Daftar Riwayat Hidup

Unda Jiwaningsih, lahir di Tonggorisa,

Kabupaten Bima pada tanggal 16 Agustus 1998.

Anak ke-dua dari tiga bersaudara dari Ayahanda

Muhammad Sidik dan ibu Siti Rahmah.

Pengalaman pendidikan taman kanak-kanak di

TK Mekar desa Tonggorisa, Pendidikan Dasar di

SDN Inpres Tonggorisa lulus pada tahun 2009, Pendidikan

Menengah Pertama di MTSN 1 Kota Bima, lulus pada tahun 2012

dan Menengah Atas di MAN 2 Kota Bima, lulus tahun 2015.

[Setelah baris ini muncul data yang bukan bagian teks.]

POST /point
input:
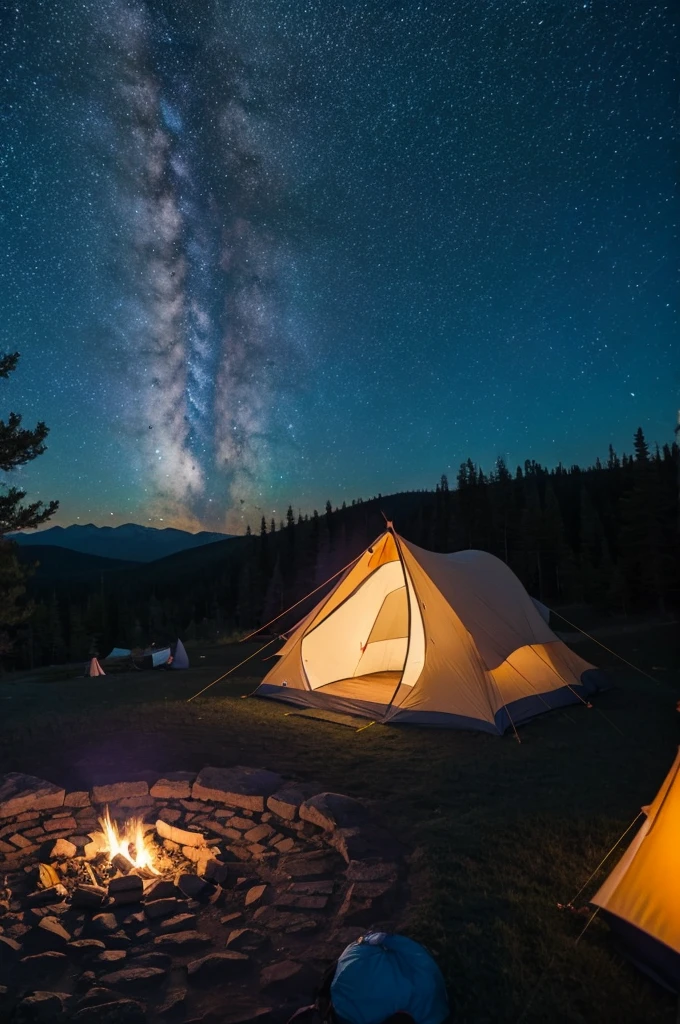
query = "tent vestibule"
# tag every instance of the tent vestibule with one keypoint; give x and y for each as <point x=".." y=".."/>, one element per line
<point x="408" y="635"/>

Kemudian tahun 2015 melanjutkan studi di Institut Ilmu Al-Qur`an

(IIQ) Jakarta, Fakultas Tarbiyah Jurusan Pendidikan Agama Islam

(PAI).

Akhir kata penulis mengucapkan rasa syukur atas terselesaikannya

skripsi yang berjudul “Efektivitas Penerapan Reinforcement dalam

Pencegahan Perilaku Negatif Siswa pada Pembelajaran PAI

(study kasus kelas VI SDS Dua Mei Ciputat, Tangerang Selatan”.

Tulisan ini merupakan salah satu syarat untuk meraih S1 dalam

bentuk skripsi di IIQ Jakarta, pada tahun 2019.